Con un escupitajo bárbaro a la tierra, la rubia termina su enunciado y él se queda como un témpano de hielo con la vista clavada en la saliva que se va congelando poco a poco, cuando reúne el valor de alzar su vista hacia la Dama ésta permanece firme, con la quijada contraída y los hombros echados atrás; alrededor, tras dar un vistazo, cada hombre, mujer y niño presente guarda un silencio solemne, tan solemne como el semblante de Kandem que poco a poco va tornándose rojizo como la forja de un herrero.

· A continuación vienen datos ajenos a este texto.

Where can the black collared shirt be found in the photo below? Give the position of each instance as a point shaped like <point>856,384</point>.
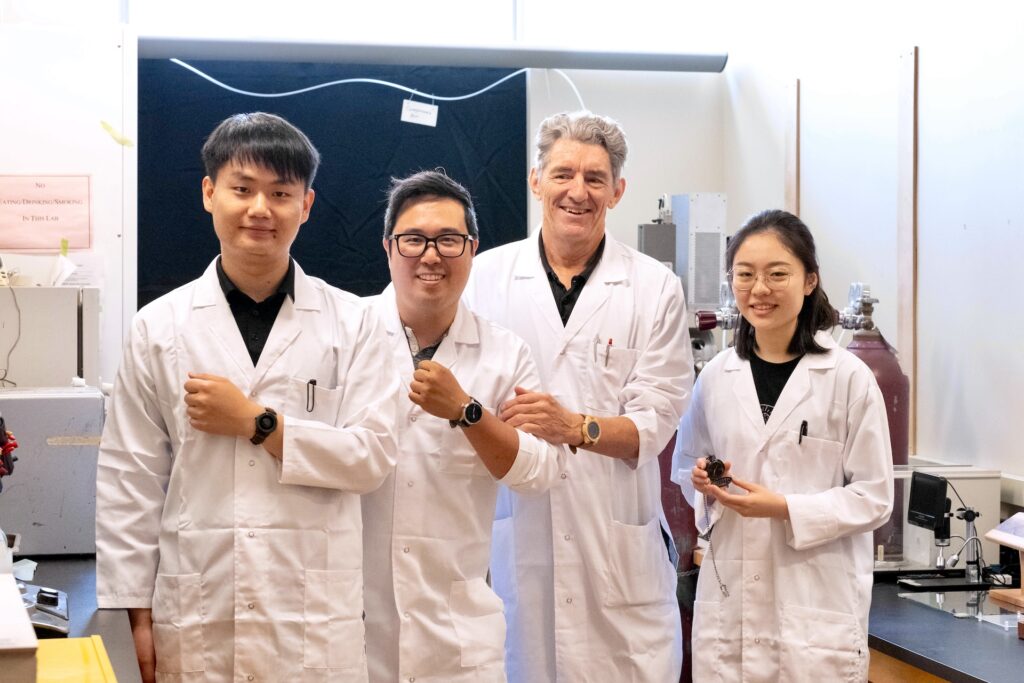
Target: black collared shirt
<point>565,298</point>
<point>255,319</point>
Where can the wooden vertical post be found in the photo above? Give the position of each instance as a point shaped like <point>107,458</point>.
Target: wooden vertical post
<point>906,231</point>
<point>792,198</point>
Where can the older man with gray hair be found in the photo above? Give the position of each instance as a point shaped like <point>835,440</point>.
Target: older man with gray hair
<point>587,570</point>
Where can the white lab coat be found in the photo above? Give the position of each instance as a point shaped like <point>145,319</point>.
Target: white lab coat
<point>252,565</point>
<point>585,570</point>
<point>800,590</point>
<point>430,613</point>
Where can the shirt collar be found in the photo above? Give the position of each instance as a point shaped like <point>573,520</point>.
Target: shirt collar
<point>287,285</point>
<point>588,269</point>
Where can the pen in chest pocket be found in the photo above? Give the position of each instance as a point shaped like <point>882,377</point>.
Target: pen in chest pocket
<point>310,395</point>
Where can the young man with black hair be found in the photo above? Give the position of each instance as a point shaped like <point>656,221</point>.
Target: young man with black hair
<point>251,409</point>
<point>431,614</point>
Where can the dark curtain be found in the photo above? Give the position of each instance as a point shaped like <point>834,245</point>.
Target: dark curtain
<point>480,141</point>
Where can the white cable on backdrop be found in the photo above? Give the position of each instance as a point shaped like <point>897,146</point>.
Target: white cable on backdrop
<point>374,81</point>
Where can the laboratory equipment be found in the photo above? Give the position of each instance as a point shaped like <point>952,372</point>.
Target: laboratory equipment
<point>52,501</point>
<point>1011,534</point>
<point>39,356</point>
<point>928,508</point>
<point>688,237</point>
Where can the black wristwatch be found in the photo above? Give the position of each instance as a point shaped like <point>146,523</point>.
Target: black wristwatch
<point>471,414</point>
<point>266,422</point>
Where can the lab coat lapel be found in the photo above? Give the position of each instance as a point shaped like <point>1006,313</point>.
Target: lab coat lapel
<point>288,325</point>
<point>745,392</point>
<point>212,327</point>
<point>610,272</point>
<point>796,390</point>
<point>463,331</point>
<point>531,284</point>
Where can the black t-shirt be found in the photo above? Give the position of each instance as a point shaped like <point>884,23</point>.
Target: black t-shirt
<point>565,298</point>
<point>769,379</point>
<point>255,318</point>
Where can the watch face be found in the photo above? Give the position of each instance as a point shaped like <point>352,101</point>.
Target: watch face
<point>474,412</point>
<point>267,422</point>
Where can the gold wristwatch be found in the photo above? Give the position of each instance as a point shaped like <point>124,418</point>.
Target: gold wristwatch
<point>591,431</point>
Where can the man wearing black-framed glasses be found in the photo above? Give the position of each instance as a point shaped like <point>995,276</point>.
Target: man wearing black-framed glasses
<point>430,612</point>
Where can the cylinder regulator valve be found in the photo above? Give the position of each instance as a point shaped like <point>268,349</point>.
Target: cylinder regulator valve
<point>859,308</point>
<point>726,316</point>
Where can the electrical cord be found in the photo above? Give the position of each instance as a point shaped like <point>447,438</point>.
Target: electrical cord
<point>4,381</point>
<point>372,81</point>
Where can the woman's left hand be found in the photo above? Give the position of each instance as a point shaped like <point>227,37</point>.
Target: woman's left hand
<point>757,502</point>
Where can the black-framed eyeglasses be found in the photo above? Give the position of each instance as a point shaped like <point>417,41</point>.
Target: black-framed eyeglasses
<point>744,279</point>
<point>450,245</point>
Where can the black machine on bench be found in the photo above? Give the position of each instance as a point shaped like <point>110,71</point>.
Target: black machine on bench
<point>930,508</point>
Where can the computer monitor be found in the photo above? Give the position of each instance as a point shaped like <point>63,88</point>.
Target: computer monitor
<point>928,500</point>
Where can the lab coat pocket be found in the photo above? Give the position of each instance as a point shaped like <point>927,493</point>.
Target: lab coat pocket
<point>639,571</point>
<point>177,624</point>
<point>820,645</point>
<point>308,400</point>
<point>456,455</point>
<point>479,622</point>
<point>708,641</point>
<point>809,465</point>
<point>334,634</point>
<point>612,367</point>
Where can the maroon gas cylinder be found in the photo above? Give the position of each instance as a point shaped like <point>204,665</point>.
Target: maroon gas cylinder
<point>680,517</point>
<point>871,347</point>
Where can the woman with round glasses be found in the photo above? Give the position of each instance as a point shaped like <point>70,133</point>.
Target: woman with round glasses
<point>804,474</point>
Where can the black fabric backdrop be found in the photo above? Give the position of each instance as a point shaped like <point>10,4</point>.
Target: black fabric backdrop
<point>480,141</point>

—Mi Dama de Kasttell, ofrezco mis disculpas —y esas palabras nunca habían sido tan difíciles de pronunciar, le saben a bilis amarga en la garganta—, veré que mis hombres reciban corrección apropiada. Ahora, la recepción está preparada, supongo que querrá asearse antes así que le introduciré a sus asistentes personales, ellas son…
—Creo que no me entendió bien, Kandem —interrumpe de nueva cuenta con su acento elegante, haciendo el oro tintinear cuando da un paso más hacia él que pretendía hacer llamar a Mars y Kaeli desde el balcón; esos ojos están de nuevo inyectados con odio frío—. Se lo digo más claramente, quizá mi acento no le permite entenderme: Váyase al carajo.